The late “60 Minutes” journalist Ed Bradley was eulogized as a man who believed he was doing God’s work during a memorial Tuesday that drew admirers from National Basketball Association Commissioner David Stern to shock jock Howard Stern.
Former President Clinton was a surprise guest, remembering Bradley as “mesmerizing because you knew you were watching a master at work.”
Bradley died of leukemia at 65 on Nov. 9. His family organized a memorial at the Riverside Church that doubled as New York’s hippest concert venue for the day: Aaron and Art Neville, Jimmy Buffett, Allen Toussaint, Wynton Marsalis, Lizz Wright and Irma Thomas all performed in tribute to Bradley, a music lover.
“A full house,” said Sony chief executive Howard Stringer, one of Bradley’s first producers at CBS News. “He deserved it.”
Former colleagues and friends paid tribute to Bradley, one of television’s pioneering black journalists, for both his work and the spirit he brought to life.
“I learned a lot from Ed Bradley, and not just about journalism,” said fellow “60 Minutes” reporter Steve Kroft. “I learned a lot about friendship, manners, clothes, wine, freshly cut flowers — which he had delivered to his office every week — and the importance of stopping and smelling them every once in awhile.”
Bradley was a Philadelphia native who worked as a sixth-grade teacher and disc jockey, occasionally doing news reports for a local radio station.
He got a call to audition for WCBS-AM in New York and jumped at it. After reporting in New York, he worked in Vietnam, where he was injured while working on a story. He was one of the last reporters there, at the U.S. embassy when Americans left the country in a desperate airlift.

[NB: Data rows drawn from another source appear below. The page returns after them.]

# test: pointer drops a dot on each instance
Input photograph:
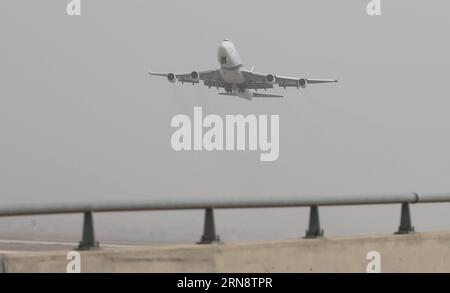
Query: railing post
(406, 226)
(314, 230)
(209, 229)
(88, 242)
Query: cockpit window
(223, 60)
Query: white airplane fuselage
(230, 69)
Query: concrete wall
(428, 252)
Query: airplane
(235, 80)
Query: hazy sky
(81, 119)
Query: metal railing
(210, 204)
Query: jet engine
(195, 75)
(271, 79)
(302, 83)
(172, 77)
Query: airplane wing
(256, 80)
(210, 76)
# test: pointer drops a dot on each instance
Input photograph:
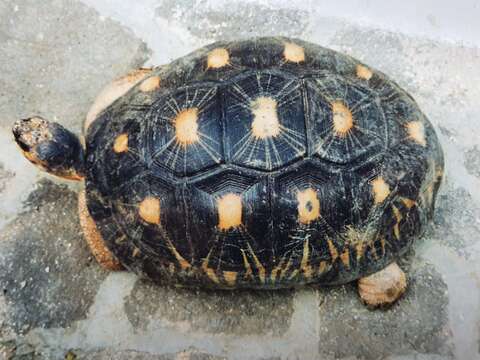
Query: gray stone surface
(57, 303)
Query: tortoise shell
(263, 163)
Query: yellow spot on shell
(342, 119)
(229, 211)
(218, 58)
(416, 132)
(265, 122)
(345, 257)
(150, 84)
(380, 189)
(149, 210)
(308, 206)
(363, 72)
(293, 52)
(121, 143)
(186, 126)
(360, 249)
(230, 277)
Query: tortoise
(263, 163)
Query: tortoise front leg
(383, 287)
(94, 239)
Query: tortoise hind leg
(94, 239)
(383, 287)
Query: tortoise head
(50, 147)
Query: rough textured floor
(57, 303)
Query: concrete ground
(57, 303)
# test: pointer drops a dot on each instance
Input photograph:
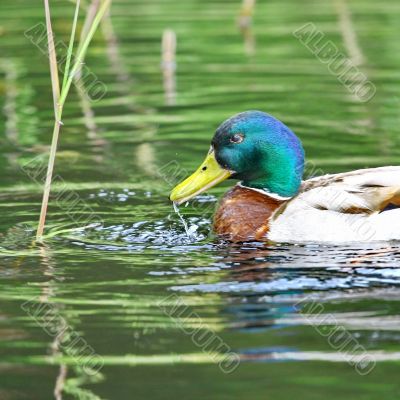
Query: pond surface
(118, 303)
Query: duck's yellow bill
(209, 174)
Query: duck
(272, 202)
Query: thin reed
(60, 96)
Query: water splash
(190, 231)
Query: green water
(117, 310)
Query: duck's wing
(361, 205)
(364, 191)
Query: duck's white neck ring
(265, 192)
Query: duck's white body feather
(345, 207)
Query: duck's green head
(253, 147)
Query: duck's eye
(237, 138)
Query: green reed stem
(71, 44)
(59, 98)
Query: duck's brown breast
(243, 214)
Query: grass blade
(59, 98)
(52, 58)
(83, 48)
(71, 45)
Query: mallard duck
(272, 202)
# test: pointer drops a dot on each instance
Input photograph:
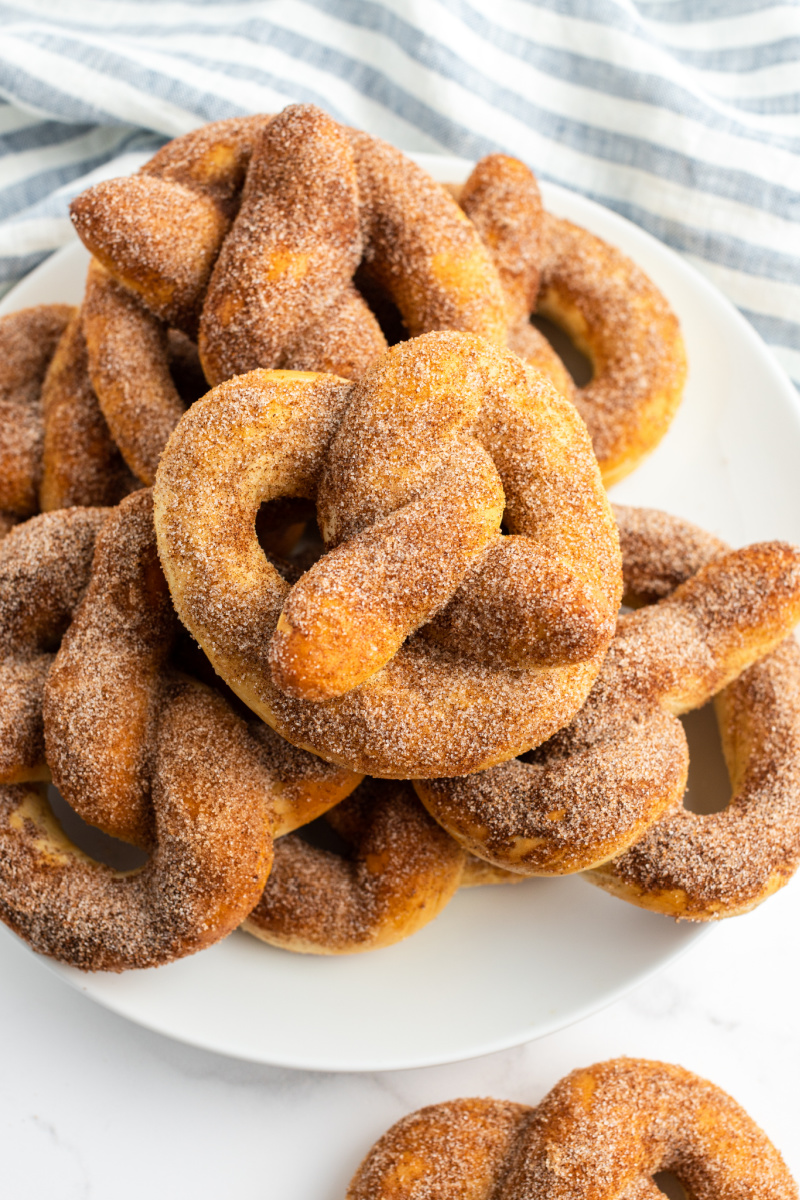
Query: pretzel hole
(286, 526)
(669, 1185)
(573, 359)
(322, 835)
(114, 853)
(383, 307)
(709, 785)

Comic Bill Cosby, a fellow Philadelphian, recalled the days Bradley was at historically black Cheyney State College (now Cheyney University) and told his football coach that he couldn’t afford half his tuition. The coach came up with the money — all $75 of it.
“Ed was the center,” Cosby said. “Even on an all-black team everybody couldn’t be in the backfield.”
Forty years later, Bradley wrote a check for $60,000 to start a foundation at Cheyney, so he could help financially strapped students the way he was, Cosby said.
Clinton recalled a story Bradley had done about a rare woodpecker in Arkansas. “It was the first time in 30 years that I knew as much about what he was talking about than he did,” said the former Arkansas governor.
“I knew I had arrived in national politics when Ed Bradley wanted to interview me,” Clinton said. “I always preferred watching him interview others.”
Journalist Charlayne Hunter-Gault said Bradley believed he was doing God’s work. All his interview subjects knew he’d treat them with respect, “even though it came wrapped in a tough question.”
She recalled visiting him in the hospital during his last days, his eyes becoming animated as he watched his beloved New York Knicks and when he saw the devotion of his wife Patricia.
“He did not go gently into that good night,” she said. “He raged and raged against the dying of the light. But there came a time when Ed knew it was time.”